Guarantor A person with an established credit rating and sufficient earnings who guarantees to repay the loan for the borrower if the borrower does not.
Home Equity Line of Credit A personal line of credit secured against the borrower's property. Generally, up to 75% of the purchase price or appraised value of the property is allowed to be borrowed with this product.
Interest-Only Mortgage A mortgage on which only the monthly interest cost is paid each month. The full principal remains outstanding. The payment is lower than an amortized mortgage since once is not paying any principal
Mortgagee The financial institution or person (lender) who is lending the money using a mortgage.
Mortgagor The person who borrows the money using a mortgage.
Portable Mortgage An existing mortgage that can be transferred to a new property. One would want to port their mortgage in order to avoid any penalties, or if the interest rate is much lower than the current rates.
Prepayment Penalty A fee charged a borrower by the lender when the borrower prepays all or part of a mortgage over and above the amount agreed upon. Although there is no law as to how a lender can charge you the penalty, a usual charge is the greater of the Interest Rate Differential (IRD) or 3 months interest.
Prime The lowest rate a financial institution charges its best customers.
Principal The original amount of a loan, before interest.
Refinance Refers to the replacement of an existing debt obligation with a debt obligation under different terms. The most common consumer refinancing is for a home mortgage. If the replacement of debt occurs under financial distress, it is also referred to as debt restructuring. A loan (debt) can be refinanced for various reasons: 1.) to take advantage of a better interest rate (which will result in either a reduced monthly payment or a reduced term); 2.) to consolidate other debt(s) into one loan(this will result in a longer term); 3.) to reduce the monthly repayment amount (this will result in a longer term) 4.) to reduce or alter risk (e.g. changing from a variable-rate to a fixed-rate loan) 5.) to free up cash (this will result in a longer term). Breaking your mortgage contract to renew at a new rate and a new term, may include a prepayment charge to reimburse your financial institution for the lost interest income. As a rule, the prepayment charge is based on three months interest or the interest rate differential (the difference between your current mortgage rate for the balance of your term and the new rate you want to refinance at), whichever is greater. This amount will tell you if you should refinance the mortgage. The shorter the remaining term - less than a year is best - the smaller the penalty. The longer the term left on your mortgage, the greater the prepayment penalties. I am able to calculate your information to determine if you should break your mortgage and take advantage of current lower rates.
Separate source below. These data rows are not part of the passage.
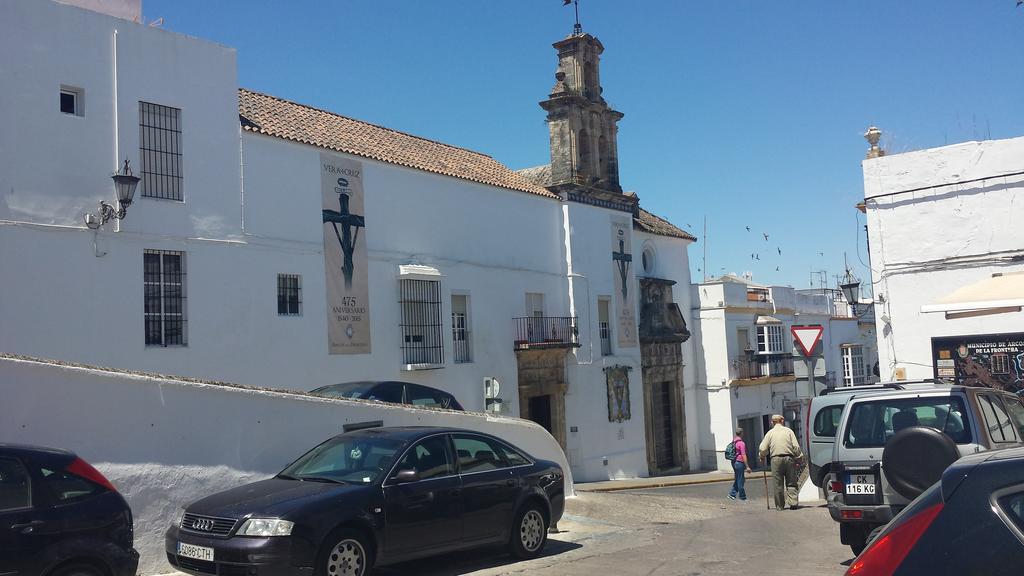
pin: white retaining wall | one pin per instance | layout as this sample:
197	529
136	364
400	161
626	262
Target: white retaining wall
165	443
Renewal When the mortgage term has concluded, your mortgage is up for renewal. It is open at this time for prepayment in part or in full, then renew with same lender or transfer to another lender at no cost (we can arrange). When renewing your mortgage, the banks often only offer the posted rates. You have to push a little harder for them to give you a break. They know that most homeowners don't want to have to shop around, so, they offer you a higher rate and hope that you will take it.
Switch To transfer an existing mortgage from one financial institution to another. We can have this arranged for you at no cost to you.
Total Debt Service (TDS) Ratio It is the other mathematical calculations used by lenders to determine a borrower's capacity to repay a mortgage. It takes into account the mortgage payments, property taxes, approximate heating costs, and 50% of any maintenance fees, and any other monthly obligations (i.e. personal loans, car payments, lines of credit, credit card debts, other mortgages, etc.), and this sum is then divided by the gross income of the applicants. Ratios up to 44 % are acceptable with most prime lenders.
Vendor Take Back (VTB) Mortgage A mortgage provided by the vendor (seller) to the buyer.